My suggestion would be to clean out the jars and use this batch of honey for something else and start over and try this method http://www.masterbeekeeper.org/dyce/creamhoney.htm
If it's any consulation - I've been there and done that, more than once.
Re: Cream honey questions
Thank you so much for the great reply and info. Was thinking of just turning it back into liquid honey...that should be ok?
Have seen the dyce method before but cant seem to understand how to grind up the honey.... Where/how do you get it so hard and dry to do that, the cream honey we bought was like soft butter.
The first time it worked but made a mess of the kitchen. This was the second attempt and we mixed it in a big bucket with a valve to make it easier to fill the jars.....
Re: Cream honey questions
What are you using to mix the seed into the honey? I use a mixing paddle on the end of a drill at a very low speed and miminize the drop from the bottling tank (5 gallon bucket with a scissors gate) so I don't introuduce any more air than necessary. I still get honey with the "foam" on top sometimes and a little taste test with your customers will let them know that is not a problem. If you store it too cold often the honey will "seperate" from the glass leaving that air space between the glass and the honey. Again Astethics - a taste test and some education will help it sell.

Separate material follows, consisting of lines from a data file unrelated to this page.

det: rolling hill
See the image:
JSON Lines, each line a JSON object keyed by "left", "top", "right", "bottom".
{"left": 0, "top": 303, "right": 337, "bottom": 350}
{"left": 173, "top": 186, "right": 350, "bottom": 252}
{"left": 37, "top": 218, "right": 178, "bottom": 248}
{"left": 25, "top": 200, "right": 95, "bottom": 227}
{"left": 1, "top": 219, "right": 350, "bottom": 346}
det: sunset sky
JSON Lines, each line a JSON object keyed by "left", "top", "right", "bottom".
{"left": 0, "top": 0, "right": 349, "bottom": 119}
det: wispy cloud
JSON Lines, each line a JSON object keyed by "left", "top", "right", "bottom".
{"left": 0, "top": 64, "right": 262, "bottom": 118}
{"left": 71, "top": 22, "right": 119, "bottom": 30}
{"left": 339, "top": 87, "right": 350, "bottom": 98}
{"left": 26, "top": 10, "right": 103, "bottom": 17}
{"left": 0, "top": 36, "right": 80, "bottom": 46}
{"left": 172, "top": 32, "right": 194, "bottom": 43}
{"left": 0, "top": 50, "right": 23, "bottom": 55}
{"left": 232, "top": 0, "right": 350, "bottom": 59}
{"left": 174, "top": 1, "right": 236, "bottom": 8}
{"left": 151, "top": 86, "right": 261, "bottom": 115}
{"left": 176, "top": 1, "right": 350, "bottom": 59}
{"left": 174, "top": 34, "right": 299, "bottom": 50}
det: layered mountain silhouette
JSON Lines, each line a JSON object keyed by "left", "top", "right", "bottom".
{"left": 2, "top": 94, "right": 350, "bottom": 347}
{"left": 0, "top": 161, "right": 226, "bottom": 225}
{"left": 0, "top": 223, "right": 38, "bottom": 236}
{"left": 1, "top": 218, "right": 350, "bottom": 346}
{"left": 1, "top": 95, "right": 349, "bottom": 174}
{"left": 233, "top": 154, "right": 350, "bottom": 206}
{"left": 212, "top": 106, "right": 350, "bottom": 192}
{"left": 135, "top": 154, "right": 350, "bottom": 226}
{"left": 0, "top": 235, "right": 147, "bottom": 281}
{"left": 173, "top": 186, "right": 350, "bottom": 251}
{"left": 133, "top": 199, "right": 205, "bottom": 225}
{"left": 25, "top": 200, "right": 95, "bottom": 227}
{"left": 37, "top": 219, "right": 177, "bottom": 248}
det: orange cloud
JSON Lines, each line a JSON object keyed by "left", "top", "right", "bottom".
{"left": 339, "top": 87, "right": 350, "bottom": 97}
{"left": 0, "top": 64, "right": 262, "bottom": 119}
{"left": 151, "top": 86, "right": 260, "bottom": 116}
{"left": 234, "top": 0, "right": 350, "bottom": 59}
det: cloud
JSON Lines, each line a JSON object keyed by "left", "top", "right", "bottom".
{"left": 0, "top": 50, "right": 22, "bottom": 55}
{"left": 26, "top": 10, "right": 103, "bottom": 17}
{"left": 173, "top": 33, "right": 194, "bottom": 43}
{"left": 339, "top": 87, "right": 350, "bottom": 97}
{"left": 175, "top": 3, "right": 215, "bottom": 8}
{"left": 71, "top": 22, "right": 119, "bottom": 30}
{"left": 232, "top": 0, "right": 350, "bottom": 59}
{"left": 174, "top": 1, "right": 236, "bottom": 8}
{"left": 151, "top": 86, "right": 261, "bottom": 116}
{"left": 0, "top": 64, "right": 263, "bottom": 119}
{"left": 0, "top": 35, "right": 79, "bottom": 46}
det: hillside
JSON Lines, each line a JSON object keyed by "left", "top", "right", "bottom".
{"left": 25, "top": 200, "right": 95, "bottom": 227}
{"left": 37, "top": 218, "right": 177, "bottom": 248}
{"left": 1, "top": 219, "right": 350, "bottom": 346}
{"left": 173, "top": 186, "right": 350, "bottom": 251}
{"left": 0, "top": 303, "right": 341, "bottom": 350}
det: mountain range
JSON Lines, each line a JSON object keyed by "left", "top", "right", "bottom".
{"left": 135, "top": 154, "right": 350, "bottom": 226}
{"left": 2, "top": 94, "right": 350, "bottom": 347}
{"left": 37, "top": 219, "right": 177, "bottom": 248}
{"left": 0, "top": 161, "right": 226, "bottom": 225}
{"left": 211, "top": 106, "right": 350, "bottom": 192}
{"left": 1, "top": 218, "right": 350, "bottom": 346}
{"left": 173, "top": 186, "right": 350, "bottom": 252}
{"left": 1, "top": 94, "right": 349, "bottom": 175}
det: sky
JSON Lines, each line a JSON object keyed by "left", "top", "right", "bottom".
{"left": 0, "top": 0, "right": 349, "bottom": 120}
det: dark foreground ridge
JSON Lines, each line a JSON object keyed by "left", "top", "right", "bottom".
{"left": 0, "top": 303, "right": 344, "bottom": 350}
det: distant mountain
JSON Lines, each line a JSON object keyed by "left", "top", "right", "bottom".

What temperature are you "serving" at when you are finding it hard and gritty? We advise our customers to keep and serve in on the table unless the temps get into the high 80's low 90's as then it may slump. Did you heat the orginal honey to remove all crystals? I have used a meat grinder (the hand type with the screw) and a motar/pestle. What really works the best is to find a good seed honey by saving your smallest grain honey in your harvest or buying some of the water white canadian clover which is like "Butta".
Re: Cream honey questions
Thanks again, used a spatual to mix... Will try your idea next time,
store in cool closet about 14c this time of year
Honey was heated and strained before adding seed
Are you letting some honey turn to rock then grinding it with a pestle, now do you get the honey that hard?